Drug sensitivity and associated signaling pathways. A. Predicted chemotherapy response (IC50) using the oncoPredict R package, anchored by GDSC database profiles. High-risk patients showed reduced sensitivity (elevated IC50) to vinblastine_1004, paclitaxel_1080, and vincristine_1818 (P ≤ 0.01). B, C. GSVA and GSEA highlighting distinct enrichment of pathways (DNA repair, Hedgehog, JAK-STAT) in high- versus low-risk groups. D. A molecular interaction network illustrating cross-talk among these enriched pathways.

Figure 8

Model gene expression in single cells. A, B. DotPlot and Violin Plot visualizing expression patterns of the six model genes (LAP3, RBM39, THRAP3, RAN, DDX3X, S100A11) across melanoma single-cell clusters.

Figure 9

Pseudotime trajectory analysis of model genes. A. Pseudotime ordering of melanocytes, illustrating transitional states during differentiation. B. Distribution of cells across distinct states. C. Cluster assignments along the pseudotime axis, indicating transcriptional shifts among subpopulations. D. Heatmap of gene expression patterns at various stages, capturing early (BCAN, LIMD1, HMCN1) and late markers (MITF, KCNJ13, AFF3).

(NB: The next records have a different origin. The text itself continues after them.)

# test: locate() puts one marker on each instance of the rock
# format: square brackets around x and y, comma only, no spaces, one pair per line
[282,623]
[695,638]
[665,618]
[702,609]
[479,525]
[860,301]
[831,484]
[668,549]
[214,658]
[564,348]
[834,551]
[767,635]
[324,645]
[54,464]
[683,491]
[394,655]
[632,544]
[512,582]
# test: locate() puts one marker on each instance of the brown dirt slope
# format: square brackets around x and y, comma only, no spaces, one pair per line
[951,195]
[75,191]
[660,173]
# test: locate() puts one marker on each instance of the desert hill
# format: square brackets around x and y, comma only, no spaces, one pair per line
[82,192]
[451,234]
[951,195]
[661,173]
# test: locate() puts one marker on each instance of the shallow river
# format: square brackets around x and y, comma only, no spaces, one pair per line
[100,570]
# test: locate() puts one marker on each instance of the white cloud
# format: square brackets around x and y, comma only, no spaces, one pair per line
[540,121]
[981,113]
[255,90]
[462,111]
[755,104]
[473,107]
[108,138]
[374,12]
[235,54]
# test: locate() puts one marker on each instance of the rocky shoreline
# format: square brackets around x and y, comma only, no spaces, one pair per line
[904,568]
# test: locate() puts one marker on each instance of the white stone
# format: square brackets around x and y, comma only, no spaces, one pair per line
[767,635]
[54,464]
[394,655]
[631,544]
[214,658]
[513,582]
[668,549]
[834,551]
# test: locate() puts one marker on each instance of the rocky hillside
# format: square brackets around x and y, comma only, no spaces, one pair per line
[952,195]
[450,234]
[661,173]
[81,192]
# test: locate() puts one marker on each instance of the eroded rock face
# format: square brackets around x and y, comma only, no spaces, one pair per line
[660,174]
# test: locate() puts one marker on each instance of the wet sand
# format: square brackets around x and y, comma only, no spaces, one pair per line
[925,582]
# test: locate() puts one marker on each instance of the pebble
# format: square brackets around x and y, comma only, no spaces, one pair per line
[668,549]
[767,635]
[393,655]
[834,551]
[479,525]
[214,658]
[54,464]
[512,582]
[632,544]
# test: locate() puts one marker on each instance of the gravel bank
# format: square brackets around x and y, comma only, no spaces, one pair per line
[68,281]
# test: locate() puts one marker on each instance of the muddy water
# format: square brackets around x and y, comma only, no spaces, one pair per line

E. Expression trends of model genes, highlighting mid-stage peaks (LAP3, RAN, S100A11) and U-shaped behaviors (RBM39, THRAP3).

Figure 10

RAN as a critical driver of melanoma proliferation and migration. A-F. qRT-PCR validation of the expression of four genes (LAP3, RBM39, S100A11, RBM39, THRAP3, DDX3X and RAN) in A375, SK-MEL-28, and NHEK cells. G. Box plots showing RAN expression in 461 skin cutaneous melanoma tissues vs 558 normal tissues based on GEPIA (http://gepia.cancer-pku.cn). H. Survival Curve plots demonstrating the impact of RAN on overall survival (OS) and disease-free survival (DFS) in melanoma based on GEPIA (http://gepia.cancer-pku.cn). I. The knockdown efficiency of RAN in A375 and SKMEL28 cells transfected with siRNA1/2 was detected using qRT-PCR. J. The knockdown efficiency of RAN in A375 and SKMEL28 cells transfected with siRNA1/2 was detected using Western Blotting. K. Proliferative capacity was detected by MTS assay. L. Wound healing assay was used to detect the migration ability. Data are shown as mean ± SD from three independent experiments. Significance is indicated by *P < 0.05.